The cached attention is fundamentally memory-bound — the bottleneck is reading the KV cache from HBM, not computation. This is why bandwidth-optimized kernels (FlashAttention-style tiling) matter more than compute optimization.

### Multi-GPU Strategies

| Strategy | KV Cache Impact | Best For |
|----------|----------------|----------|
| Tensor parallelism | Split K/V by head_dim across GPUs | Large models |
| Pipeline parallelism | Each GPU holds its layer shard's K/V | Very large models |
| Sequence parallelism | Split K/V by sequence dimension | Long context prefill |
| Expert parallelism | KV cache shared; only MLP experts sharded | MoE models |

## Running

```bash
# Run all 10 demos
python demo.py

# Run memory analysis standalone
python memory_analysis.py

# Run GPU mapping report
python gpu_mapping.py
```

## Key Takeaways

1. **KV cache grows linearly** with sequence length and batch size — it's the dominant memory cost for long-context inference.

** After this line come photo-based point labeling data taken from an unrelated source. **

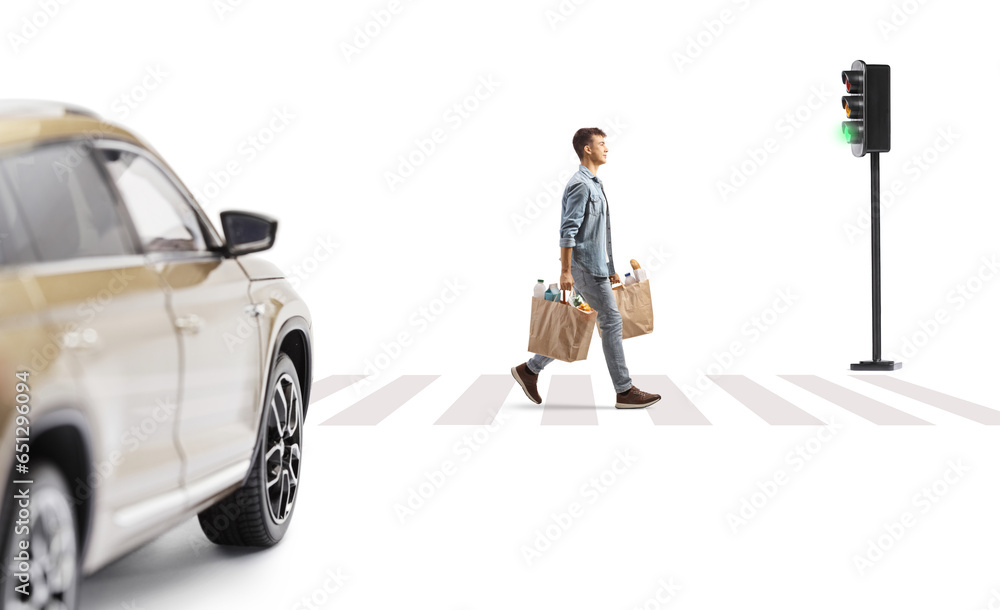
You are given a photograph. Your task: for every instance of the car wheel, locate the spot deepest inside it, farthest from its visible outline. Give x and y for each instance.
(46, 553)
(258, 513)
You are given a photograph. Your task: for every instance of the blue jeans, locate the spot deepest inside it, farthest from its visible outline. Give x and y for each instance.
(596, 291)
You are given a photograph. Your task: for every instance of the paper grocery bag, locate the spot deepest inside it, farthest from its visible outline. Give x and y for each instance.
(559, 330)
(635, 304)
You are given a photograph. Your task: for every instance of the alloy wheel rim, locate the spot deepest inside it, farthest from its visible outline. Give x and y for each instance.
(52, 566)
(284, 442)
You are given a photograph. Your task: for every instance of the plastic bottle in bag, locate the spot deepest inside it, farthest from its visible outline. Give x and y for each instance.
(540, 290)
(640, 274)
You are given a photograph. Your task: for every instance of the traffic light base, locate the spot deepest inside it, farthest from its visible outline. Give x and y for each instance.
(881, 365)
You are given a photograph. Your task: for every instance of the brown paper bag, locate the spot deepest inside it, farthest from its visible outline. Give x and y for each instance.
(559, 330)
(635, 304)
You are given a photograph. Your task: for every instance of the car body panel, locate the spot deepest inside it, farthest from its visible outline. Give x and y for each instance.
(170, 417)
(112, 318)
(221, 362)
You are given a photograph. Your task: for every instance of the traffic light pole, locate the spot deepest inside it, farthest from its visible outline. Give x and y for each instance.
(876, 265)
(876, 363)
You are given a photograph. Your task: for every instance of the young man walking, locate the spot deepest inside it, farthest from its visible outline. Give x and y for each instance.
(585, 252)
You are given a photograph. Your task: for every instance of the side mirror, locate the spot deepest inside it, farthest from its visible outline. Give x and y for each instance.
(247, 232)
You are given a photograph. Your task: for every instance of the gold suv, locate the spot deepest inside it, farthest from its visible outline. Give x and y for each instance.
(149, 369)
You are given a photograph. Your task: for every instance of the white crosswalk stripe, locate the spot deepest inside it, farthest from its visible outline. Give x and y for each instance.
(732, 400)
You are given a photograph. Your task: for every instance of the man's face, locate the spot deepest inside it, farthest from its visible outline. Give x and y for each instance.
(597, 151)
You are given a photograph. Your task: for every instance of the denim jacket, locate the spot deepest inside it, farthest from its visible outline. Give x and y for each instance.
(586, 224)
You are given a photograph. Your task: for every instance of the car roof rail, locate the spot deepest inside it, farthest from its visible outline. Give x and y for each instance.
(44, 108)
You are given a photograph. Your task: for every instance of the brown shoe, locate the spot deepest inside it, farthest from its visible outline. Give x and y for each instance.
(528, 382)
(635, 398)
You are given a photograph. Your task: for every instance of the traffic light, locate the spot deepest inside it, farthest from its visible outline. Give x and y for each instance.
(867, 108)
(867, 131)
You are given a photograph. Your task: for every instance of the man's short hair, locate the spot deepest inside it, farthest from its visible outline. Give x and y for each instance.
(583, 137)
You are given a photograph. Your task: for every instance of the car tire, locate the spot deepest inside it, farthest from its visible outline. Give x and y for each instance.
(53, 541)
(258, 513)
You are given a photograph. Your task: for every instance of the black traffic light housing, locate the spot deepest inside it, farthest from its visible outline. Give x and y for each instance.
(867, 131)
(867, 106)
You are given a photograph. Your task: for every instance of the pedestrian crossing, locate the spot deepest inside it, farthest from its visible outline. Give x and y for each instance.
(569, 400)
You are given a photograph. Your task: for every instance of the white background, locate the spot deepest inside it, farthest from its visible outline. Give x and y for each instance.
(679, 129)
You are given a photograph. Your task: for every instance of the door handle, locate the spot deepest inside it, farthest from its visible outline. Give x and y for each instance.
(84, 338)
(190, 324)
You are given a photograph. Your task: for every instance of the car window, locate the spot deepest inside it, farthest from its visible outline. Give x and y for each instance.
(64, 203)
(162, 216)
(16, 246)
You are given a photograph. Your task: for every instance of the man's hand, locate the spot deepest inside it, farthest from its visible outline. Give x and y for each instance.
(566, 281)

2. **Generation is memory-bound** — reading the KV cache from HBM dominates latency, not the attention computation itself.

3. **Paged attention eliminates fragmentation** — critical for serving variable-length sequences efficiently.

4. **Quantization gives ~50% savings** with minimal accuracy loss when using shared per-channel scales.

5. **FlashAttention-style tiling** reduces HBM traffic by processing K/V in tiles that fit in shared memory, cutting memory bandwidth requirements by 2-4×.